Dynamic modeling and experimental validation of a low frequency piezoelectric vibration energy harvester via secondary excitation of pressured fluid

A low frequency piezoelectric energy harvester using secondary excitation of pressured fluid is proposed in this paper to scavenge low frequency vibration energy in ambient environments. This harvester was characterized by an indirect vibration-to-electric energy converter via transferring the pressure energy of pressured liquid medium. A series of simulations and experiments were conducted to prove the good performance and the feasibility of this novel structure in low -frequency high-intensity vibration. The results showed that the diameter of damping orifice, initial system backpressure and proof mass brought strong influences on the resonance frequency and output voltage. Meanwhile, according to experiments, it was found that the resonance fre-quency was decreased with the decreasing liquid backpressure. In this case, lowest resonance frequency of 19 Hz was achieved under the condition of 10-kg proof mass and 0.2-MPa liquid backpressure. Also, there were the optimal proof mass and backpressure to maximize the generated voltage, respectively.
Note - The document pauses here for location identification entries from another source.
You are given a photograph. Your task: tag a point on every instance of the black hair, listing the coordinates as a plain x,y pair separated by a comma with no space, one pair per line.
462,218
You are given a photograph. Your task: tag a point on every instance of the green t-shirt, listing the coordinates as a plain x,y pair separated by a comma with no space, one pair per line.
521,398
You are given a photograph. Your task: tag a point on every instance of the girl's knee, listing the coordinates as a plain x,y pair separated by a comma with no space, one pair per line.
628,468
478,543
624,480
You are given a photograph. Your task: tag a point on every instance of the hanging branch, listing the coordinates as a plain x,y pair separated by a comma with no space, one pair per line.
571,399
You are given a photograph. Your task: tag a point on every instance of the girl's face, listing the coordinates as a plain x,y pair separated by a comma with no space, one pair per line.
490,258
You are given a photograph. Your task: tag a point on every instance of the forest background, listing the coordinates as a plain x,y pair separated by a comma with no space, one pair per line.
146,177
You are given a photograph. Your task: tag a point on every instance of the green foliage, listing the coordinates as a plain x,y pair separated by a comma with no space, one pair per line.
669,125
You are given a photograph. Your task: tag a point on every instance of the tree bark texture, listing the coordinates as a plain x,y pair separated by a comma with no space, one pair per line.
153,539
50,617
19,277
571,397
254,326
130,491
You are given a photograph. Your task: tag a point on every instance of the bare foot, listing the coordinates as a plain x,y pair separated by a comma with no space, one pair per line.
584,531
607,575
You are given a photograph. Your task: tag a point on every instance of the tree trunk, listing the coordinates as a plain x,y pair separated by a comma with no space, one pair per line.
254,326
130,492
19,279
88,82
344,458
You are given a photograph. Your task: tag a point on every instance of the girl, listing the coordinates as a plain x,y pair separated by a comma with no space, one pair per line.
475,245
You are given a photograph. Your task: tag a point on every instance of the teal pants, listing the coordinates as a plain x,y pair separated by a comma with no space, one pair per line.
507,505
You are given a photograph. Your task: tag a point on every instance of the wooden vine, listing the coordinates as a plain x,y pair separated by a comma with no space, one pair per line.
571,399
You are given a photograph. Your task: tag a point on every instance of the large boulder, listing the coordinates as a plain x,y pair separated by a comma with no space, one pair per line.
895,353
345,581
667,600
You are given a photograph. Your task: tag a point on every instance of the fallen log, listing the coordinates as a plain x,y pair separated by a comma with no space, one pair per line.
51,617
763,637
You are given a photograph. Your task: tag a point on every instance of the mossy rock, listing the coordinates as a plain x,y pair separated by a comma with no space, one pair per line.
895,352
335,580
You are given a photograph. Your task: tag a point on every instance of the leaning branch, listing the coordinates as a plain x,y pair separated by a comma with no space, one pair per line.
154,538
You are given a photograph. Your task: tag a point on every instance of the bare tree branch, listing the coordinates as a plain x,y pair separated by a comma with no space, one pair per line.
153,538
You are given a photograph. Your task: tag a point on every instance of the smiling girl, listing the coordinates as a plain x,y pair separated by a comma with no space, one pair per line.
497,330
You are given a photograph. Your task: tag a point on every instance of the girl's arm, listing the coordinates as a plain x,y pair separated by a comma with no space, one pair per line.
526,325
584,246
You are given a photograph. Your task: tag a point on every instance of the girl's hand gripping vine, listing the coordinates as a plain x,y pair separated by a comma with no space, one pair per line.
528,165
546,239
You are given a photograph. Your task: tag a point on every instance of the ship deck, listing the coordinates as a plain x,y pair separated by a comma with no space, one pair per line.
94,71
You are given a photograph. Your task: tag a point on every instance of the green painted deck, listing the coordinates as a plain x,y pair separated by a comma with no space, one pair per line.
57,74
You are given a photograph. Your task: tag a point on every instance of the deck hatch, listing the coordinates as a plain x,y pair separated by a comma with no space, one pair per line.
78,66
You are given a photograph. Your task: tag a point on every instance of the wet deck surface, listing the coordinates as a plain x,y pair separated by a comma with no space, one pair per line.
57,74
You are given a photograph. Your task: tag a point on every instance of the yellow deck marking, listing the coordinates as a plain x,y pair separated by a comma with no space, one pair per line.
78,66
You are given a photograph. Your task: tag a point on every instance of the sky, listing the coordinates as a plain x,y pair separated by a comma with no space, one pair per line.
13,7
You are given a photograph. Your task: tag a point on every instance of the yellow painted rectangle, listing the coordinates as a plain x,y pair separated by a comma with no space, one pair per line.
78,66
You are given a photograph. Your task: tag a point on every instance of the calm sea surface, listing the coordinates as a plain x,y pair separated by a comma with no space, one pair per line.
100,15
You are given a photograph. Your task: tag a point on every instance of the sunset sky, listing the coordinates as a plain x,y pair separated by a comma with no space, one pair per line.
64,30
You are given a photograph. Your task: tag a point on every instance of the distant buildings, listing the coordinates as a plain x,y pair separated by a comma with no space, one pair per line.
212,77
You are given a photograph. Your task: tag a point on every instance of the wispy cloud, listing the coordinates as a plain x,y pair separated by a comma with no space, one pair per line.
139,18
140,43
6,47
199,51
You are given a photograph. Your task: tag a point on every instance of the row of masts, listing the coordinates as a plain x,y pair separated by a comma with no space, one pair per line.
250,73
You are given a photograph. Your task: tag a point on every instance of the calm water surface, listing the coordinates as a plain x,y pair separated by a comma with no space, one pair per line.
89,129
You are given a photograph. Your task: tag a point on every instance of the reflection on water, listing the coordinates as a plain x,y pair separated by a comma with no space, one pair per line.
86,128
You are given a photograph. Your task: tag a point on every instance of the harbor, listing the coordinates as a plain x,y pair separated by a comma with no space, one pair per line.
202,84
Moreover, in the impedance matching experiments, the maximum output power reached 1.35mW at the matching load resistance of 18k omega.

Automated summary

This paper proposes a low-frequency piezoelectric energy harvester that uses secondary excitation of pressured fluid to scavenge low-frequency vibration energy in ambient environments. By transferring the pressure energy of pressured liquid medium, this harvester indirectly converts vibration into electric energy. Simulations and experiments demonstrate the good performance and feasibility of this novel structure in low-frequency high-intensity vibration. The results show that the diameter of damping orifice, initial system backpressure, and proof mass significantly affect the resonance frequency and output voltage.